Leslie was used to seeing expert joiners and cabinet makers busy in his father’s workshops and could appreciate in some degree, he said, the workmanship which went into the laminated wooden propellers used.

The lightness of the early planes came home to him when Mr W.H. Ewen, said to be well known at Hendon, crossed the Channel from Boulogne and landed at Whitfield in a Caudron monoplane powered by a 45hp radial Anzani engine – without a cowling and open, as was the pilot, to “all the winds of heaven” as rain fell that evening.

“The pilot landed the wrong side of a corrugated iron fence close to the hangar, and I was one of the village men and boys who lifted the machine bodily over the fence!”

Leslie also told of the day (April 15, 1912) the first woman flew an aircraft across the Channel, from Whitfield, for Calais in one of the latest Bleriot monoplanes. With a 50hp Gnome engine, its speed was given as about 70mph.  Leslie Beaufoy thought her name was Miss Craig, but she was an American called Harriet Quimby.

By the time the 1914-18 War broke out, however, the little Whitfield airfield was little used. The Royal Flying Corps had become established not far away, at Swingate, and the Royal Naval Air Service had a base at Guston, close to the Duke of York’s Royal Military School.

Leslie hoped to join one of these services and one day he was watching a small crowd around a Sopwith “Strutter” in the “aeroplane meadow,” when a boy ran up to tell him “They’re looking for you.” He then saw that the pilot was a friend from the village, a year or two older than him, already in the “god-like” uniform of a Sub-Lieutenant in the RNAS.

“Contrary to all regulations he had landed to give me my first flight!

“I borrowed his mechanic’s helmet and goggles and we were off.
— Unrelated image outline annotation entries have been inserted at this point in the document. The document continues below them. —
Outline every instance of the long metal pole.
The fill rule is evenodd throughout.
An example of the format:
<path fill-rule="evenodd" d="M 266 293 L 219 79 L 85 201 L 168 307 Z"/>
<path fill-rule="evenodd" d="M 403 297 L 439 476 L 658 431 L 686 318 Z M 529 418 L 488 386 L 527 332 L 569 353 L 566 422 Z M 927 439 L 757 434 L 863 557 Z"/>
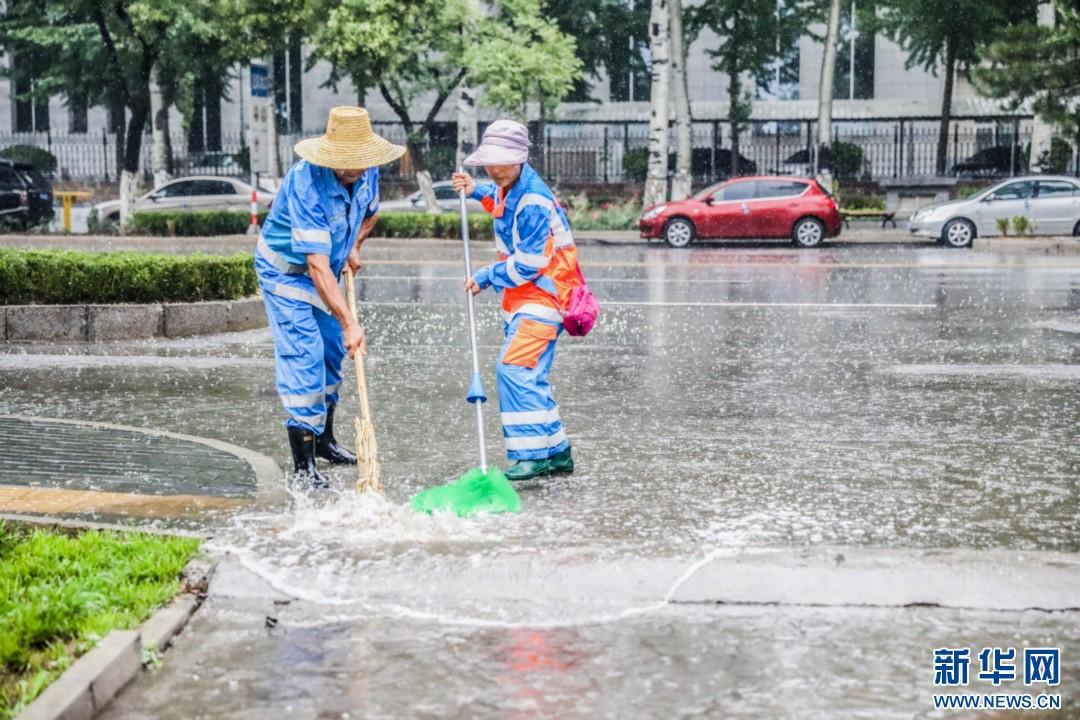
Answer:
<path fill-rule="evenodd" d="M 462 172 L 462 168 L 458 168 L 458 172 Z M 472 277 L 472 260 L 469 258 L 469 208 L 465 203 L 464 188 L 458 193 L 458 200 L 461 204 L 461 244 L 464 247 L 465 277 Z M 481 377 L 480 353 L 476 351 L 476 310 L 473 308 L 472 290 L 465 290 L 465 297 L 469 307 L 469 347 L 472 350 L 473 384 L 475 385 Z M 470 391 L 470 395 L 472 395 L 472 391 Z M 480 396 L 470 397 L 470 399 L 476 406 L 476 440 L 480 444 L 480 466 L 484 473 L 487 473 L 487 445 L 484 440 L 484 400 L 486 398 Z"/>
We went to 4,000 feet and I sang aloud for joy. The whole Kent coast lay before me with Dover at my feet – how flat it looked, the hills ‘invisible.’

“A blimp moved fish-like towards its shed at Capel and a Nieuport aircraft wheeled underneath us in its homeward glide to Guston. That night I couldn’t sleep for hours.

“Nothing now would ever shake my determination to become a pilot, and indeed, I became, I think, a competent, but certainly never an heroic, scout pilot in the Royal Flying Corps,” said Leslie.

“Others can judge more objectively how far the importance of the Dover ground has become exaggerated in the mind of one small boy who, 50 years on, still retained a passion for the air.  But may Dover’s ‘aeroplane meadow’ be allowed at least a small place in the annals of early flight,” Leslie pleaded.”